Di Lubumbashi saat ini, hawa konflik masih terasa tebal. Di sejumlah titik dan sudut, tentara menumpuk karung dan di depannya ada kawat berduri sebagai tempat perlindungan jika tiba-tiba ada serangan dari kelompok bersenjata. Orang asing disarankan tidak secara mencolok mengambil gambar memakai kamera di ruang-ruang publik. Karena bisa saja diciduk oleh aparat dan otoritas bersenjata yang sudah siap dengan sejumlah pertanyaan mencurigai dan menyudutkan. Walhasil, mengambil gambar dari dalam mobil secara sembunyi-sembunyi adalah salah satu cara yang bisa dilakukan.

Lubumbashi yang dulunya bernama Élisabethville di era kekuasaan Belgia menyimpan banyak cerita besar. Uranium mentah yang diracik oleh pihak sekutu dalam Manhattan Project dan dijatuhkan di Hiroshima dan Nagasaki pada 1945, berasal dari kota kecil ini. Di sini pula Patrice Lumumba ditembak mati dan sampai saat ini tidak pernah ditemukan jasadnya setelah dimutilasi. Tapi kota ini seakan tidak peduli dengan semua cerita-cerita besar yang mereka punya: mungkin karena semuanya berkaitan dengan pertumpahan darah. Seorang teman di sana bahkan heran ketika saya menyebut nama Patrice Lumumba. Katanya: orang Kongo saja sudah tidak terlalu peduli lagi dengan nama itu. Jadi jangan berharap di Kongo akan menemukan baju kaos bergambar wajah Patrice Lumumba, seperti baju kaos bergamba Ho Chi Minh dijual bebas di Vietnam, atau Mau Tse Dong di Cina dan Soekarno di Indonesia.

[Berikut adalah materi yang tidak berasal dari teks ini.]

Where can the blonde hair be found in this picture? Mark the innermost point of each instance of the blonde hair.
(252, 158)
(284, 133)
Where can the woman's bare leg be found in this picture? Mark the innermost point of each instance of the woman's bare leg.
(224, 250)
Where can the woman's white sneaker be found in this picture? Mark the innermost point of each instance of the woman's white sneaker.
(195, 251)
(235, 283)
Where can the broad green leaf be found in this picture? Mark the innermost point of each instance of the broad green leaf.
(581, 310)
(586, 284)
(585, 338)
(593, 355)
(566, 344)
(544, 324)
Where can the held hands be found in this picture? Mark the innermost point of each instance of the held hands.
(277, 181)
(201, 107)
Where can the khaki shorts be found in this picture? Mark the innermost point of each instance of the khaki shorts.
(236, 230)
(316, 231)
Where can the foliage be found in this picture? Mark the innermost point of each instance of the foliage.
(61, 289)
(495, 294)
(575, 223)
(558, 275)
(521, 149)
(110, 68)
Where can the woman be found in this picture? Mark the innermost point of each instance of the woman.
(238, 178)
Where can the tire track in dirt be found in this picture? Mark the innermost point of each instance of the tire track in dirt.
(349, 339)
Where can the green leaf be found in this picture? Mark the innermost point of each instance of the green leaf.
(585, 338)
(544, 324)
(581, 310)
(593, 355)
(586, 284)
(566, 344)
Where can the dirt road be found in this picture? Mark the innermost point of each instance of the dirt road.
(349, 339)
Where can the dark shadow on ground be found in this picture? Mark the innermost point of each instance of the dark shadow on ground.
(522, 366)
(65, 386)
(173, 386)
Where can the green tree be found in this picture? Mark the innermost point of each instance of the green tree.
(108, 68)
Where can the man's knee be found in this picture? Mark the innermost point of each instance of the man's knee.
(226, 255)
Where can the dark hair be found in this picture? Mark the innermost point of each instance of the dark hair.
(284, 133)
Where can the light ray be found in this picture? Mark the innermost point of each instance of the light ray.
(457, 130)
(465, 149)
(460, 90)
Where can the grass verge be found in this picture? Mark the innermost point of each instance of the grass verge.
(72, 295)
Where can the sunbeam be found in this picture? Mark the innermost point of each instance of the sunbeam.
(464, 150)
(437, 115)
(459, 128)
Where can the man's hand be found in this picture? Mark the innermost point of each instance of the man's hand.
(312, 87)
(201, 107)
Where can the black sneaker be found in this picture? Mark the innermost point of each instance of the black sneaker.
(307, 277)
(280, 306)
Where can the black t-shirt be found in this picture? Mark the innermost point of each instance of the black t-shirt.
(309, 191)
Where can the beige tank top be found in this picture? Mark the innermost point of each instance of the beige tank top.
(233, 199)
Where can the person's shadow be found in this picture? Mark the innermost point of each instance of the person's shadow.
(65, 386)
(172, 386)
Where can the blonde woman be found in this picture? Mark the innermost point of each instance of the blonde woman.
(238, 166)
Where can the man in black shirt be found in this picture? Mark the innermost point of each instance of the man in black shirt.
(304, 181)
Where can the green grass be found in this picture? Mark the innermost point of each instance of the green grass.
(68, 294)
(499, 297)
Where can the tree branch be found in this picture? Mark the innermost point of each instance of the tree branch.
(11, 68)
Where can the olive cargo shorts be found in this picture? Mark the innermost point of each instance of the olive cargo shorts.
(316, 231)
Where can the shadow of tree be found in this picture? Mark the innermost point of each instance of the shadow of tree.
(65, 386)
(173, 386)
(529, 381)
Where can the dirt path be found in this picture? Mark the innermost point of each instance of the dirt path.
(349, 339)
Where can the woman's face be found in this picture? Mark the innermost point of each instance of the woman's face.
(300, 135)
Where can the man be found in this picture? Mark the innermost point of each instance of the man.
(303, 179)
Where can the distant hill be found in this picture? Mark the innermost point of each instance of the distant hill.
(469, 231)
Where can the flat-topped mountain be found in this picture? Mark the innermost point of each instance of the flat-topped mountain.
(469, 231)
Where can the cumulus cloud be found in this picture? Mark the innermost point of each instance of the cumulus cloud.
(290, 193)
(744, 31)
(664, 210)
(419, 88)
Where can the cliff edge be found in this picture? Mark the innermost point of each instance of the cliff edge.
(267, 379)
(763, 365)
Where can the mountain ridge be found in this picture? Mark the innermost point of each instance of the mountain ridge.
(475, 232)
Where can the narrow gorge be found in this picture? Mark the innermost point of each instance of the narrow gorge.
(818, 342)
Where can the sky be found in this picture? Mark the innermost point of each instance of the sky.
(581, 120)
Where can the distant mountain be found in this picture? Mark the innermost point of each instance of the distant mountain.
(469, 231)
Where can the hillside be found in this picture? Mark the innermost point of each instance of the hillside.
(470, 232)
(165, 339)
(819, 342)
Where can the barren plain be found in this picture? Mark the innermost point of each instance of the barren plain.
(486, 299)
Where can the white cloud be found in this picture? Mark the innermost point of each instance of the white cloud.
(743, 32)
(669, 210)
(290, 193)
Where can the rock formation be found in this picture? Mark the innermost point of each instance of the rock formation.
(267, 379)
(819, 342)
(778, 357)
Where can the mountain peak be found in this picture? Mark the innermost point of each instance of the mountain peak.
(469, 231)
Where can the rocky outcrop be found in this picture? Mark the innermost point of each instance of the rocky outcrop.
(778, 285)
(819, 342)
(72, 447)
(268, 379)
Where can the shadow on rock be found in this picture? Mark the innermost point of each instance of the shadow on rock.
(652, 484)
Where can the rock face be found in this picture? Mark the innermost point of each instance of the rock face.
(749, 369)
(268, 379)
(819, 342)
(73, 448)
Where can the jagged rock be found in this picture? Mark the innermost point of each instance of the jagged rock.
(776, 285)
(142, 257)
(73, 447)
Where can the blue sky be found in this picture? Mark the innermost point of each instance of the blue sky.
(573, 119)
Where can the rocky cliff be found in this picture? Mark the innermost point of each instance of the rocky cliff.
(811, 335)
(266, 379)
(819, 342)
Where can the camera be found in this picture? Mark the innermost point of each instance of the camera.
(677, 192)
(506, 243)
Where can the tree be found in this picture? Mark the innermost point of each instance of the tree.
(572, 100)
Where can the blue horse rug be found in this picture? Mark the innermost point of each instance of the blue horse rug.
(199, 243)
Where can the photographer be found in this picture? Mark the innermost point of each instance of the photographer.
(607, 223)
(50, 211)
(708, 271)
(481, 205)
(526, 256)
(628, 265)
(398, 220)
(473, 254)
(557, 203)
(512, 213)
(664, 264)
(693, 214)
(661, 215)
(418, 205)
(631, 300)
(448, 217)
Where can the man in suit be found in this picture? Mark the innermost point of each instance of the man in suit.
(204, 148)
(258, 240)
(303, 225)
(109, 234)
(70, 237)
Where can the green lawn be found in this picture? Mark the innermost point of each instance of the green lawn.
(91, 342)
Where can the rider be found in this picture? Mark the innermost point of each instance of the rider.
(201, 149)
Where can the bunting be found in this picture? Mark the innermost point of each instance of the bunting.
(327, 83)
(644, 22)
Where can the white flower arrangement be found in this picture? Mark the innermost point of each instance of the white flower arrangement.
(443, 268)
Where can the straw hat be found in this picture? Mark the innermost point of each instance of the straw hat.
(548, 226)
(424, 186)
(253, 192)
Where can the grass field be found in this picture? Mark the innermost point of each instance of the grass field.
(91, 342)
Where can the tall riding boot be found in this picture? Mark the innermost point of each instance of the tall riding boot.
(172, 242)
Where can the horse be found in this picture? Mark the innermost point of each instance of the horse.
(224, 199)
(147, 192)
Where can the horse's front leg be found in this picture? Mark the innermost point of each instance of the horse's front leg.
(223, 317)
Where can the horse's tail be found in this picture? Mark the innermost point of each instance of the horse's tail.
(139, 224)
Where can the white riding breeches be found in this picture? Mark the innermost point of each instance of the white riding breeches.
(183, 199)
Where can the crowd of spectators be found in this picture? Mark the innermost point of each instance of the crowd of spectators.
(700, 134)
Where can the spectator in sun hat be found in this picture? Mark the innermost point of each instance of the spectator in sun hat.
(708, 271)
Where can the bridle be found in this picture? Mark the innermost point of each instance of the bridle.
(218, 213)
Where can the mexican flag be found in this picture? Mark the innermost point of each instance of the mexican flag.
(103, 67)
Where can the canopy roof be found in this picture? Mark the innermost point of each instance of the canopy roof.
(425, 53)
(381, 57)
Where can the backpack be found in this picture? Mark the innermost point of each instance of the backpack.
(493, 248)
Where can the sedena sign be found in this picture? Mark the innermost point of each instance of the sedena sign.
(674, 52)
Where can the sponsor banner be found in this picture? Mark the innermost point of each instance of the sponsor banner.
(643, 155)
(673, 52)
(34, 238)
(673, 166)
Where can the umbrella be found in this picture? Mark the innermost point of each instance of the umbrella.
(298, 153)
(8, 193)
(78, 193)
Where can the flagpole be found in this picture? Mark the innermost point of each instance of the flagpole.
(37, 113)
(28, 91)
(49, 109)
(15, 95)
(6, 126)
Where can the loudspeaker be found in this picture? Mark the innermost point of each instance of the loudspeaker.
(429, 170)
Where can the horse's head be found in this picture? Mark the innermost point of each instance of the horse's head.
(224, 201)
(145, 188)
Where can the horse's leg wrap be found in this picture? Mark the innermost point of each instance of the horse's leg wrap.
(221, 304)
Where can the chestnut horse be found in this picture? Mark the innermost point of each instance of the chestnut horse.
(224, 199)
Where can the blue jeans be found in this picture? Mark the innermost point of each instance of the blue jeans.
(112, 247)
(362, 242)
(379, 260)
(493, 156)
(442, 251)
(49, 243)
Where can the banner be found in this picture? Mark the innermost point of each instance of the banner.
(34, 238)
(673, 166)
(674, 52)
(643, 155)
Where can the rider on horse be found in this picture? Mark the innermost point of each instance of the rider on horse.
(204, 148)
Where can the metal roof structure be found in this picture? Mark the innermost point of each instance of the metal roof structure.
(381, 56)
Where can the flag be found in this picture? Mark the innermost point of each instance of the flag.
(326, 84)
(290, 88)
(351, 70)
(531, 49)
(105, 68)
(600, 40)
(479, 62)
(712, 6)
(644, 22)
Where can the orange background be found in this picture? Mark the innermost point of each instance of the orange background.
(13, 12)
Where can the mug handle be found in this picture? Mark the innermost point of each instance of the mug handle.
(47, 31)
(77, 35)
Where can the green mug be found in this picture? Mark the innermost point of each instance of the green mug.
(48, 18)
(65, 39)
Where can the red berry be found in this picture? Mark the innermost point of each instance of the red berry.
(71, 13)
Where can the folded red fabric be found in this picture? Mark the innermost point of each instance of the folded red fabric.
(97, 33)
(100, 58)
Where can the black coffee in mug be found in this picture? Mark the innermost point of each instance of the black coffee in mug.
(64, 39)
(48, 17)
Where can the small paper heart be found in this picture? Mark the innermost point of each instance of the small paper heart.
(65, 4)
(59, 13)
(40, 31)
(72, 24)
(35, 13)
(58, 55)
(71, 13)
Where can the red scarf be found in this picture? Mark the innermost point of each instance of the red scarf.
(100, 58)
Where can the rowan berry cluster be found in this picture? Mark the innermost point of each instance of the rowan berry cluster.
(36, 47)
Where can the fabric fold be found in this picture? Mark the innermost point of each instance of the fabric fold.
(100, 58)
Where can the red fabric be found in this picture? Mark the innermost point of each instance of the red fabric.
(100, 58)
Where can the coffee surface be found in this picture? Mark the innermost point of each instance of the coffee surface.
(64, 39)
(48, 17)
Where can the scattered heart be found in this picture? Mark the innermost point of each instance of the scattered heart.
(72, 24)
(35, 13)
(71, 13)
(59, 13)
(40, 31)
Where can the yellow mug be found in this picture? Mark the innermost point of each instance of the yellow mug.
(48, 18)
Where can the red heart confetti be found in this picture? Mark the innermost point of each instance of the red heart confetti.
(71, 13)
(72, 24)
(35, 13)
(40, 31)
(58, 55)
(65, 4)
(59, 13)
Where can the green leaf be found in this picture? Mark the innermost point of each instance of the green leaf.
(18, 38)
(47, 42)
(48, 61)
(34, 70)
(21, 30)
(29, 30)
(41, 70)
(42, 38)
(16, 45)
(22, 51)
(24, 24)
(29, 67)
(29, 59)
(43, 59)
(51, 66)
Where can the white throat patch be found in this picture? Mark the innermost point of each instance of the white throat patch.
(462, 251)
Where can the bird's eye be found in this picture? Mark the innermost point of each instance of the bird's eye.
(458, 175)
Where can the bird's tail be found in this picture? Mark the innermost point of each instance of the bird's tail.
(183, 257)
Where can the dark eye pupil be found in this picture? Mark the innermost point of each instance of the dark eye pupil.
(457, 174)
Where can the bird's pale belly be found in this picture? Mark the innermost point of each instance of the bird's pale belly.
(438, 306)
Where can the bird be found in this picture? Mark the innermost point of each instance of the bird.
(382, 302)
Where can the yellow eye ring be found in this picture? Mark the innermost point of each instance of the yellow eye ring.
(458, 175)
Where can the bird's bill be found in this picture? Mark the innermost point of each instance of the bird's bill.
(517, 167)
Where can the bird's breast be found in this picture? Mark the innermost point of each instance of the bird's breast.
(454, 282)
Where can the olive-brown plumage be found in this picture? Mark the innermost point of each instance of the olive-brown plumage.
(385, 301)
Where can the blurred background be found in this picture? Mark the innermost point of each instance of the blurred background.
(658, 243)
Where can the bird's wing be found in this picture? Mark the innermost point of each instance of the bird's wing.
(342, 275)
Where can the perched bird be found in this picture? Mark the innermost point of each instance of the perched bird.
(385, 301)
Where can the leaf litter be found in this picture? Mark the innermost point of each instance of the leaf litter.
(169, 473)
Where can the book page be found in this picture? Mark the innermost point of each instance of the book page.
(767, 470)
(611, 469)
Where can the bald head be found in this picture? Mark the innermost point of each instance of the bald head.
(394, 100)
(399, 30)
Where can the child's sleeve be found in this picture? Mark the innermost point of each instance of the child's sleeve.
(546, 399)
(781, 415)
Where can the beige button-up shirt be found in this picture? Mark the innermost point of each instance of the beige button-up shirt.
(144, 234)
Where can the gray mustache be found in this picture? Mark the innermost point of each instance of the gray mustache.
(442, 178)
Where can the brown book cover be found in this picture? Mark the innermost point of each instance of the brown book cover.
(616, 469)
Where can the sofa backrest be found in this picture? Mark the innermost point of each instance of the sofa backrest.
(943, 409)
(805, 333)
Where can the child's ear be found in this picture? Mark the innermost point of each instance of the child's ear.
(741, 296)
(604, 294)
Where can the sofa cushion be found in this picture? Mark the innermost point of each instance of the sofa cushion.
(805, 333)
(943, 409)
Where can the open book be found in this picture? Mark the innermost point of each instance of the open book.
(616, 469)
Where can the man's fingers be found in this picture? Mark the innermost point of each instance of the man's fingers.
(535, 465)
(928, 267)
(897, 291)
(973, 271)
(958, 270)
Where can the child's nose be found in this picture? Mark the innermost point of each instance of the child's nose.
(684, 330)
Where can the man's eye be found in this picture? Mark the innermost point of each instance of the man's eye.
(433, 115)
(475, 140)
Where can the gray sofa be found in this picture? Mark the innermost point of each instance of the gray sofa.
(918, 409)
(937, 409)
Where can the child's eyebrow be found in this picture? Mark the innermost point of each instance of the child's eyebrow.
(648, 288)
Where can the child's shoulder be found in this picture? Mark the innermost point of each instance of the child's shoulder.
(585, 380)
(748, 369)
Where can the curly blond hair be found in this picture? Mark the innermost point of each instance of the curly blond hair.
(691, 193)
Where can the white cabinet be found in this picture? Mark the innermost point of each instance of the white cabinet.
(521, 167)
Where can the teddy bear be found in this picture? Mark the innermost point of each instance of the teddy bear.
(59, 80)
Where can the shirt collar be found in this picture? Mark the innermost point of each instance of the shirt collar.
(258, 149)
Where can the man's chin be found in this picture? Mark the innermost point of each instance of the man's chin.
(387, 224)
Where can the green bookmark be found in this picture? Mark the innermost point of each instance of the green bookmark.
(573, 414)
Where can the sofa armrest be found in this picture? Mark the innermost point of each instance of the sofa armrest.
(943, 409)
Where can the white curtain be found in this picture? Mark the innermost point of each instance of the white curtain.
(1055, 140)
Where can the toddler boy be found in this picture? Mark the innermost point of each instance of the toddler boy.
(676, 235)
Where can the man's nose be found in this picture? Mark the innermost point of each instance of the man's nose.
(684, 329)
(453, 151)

Di tengah cerita-cerita besar tadi, sekelompok aktivis seni dan kebudayaan mendirikan Centre d’Art Picha, semacam ruang seni independen yang menggarap cerita-cerita kecil tentang kotanya tanpa tendensi bertabrakan dengan arus utama. Setelah bekerja dari 2006, mereka berganti nama jadi Waza Centre d’Art Contemporaine. Oleh Picha/Waza ini pula Lubumbashi Biennale digarap dan sudah terselenggara untuk keempat kalinya pada 2015 lalu. Di tengah semua konflik dan ketegangan, kesenian menjadi salah satu pilihan untuk membebaskan diri dari rasa cemas dan takut. Bersama Waza, kami mengunjungi sejumlah orang yang menjadi bagian dari jaringan pekerja seni, antara lain: Manus, kelompok musik rock and roll yang memiliki program residensi di studio mereka; Unyaga, sebuah tempat penyelenggaraan kegiatan seni (mulai dari pemutaran film sampai pementasan teater) di dekat pasar tradisional yang semrawut dan becek. Tempat ini dikelola oleh seorang perempuan bernama Cecile Pemba. Singkatnya, kondisi yang sulit tidak lantas membuat orang-orang di Lubumbashi berdiam diri. Mereka tahu betul bahwa mereka punya banyak potensi selain potensi pertambangan dan konflik yang sudah lama berurat akar.

***

Setiba di Jakarta, setelah melewati penerbangan 20 jam lebih dan singgah untuk transit di Ndola (Zambia), Nairobi (Kenya) dan Bangkok, saya lalu mulai menulis tulisan ini. Mencatat tahun-tahun yang menjadi tonggak di Kongo, yang memiliki kesamaan dengan Indonesia dan menghubungkan kita dengan negara itu.

Mirwan Andan, April 2016

[1] Di benua Afrika, ada dua negara dengan nama Kongo. Keduanya bertetangga, Republik Demokratik Kongo (RDK) dengan ibukota Kinshasa, dan Republik Kongo (RK) dengan ibukota Brazzaville.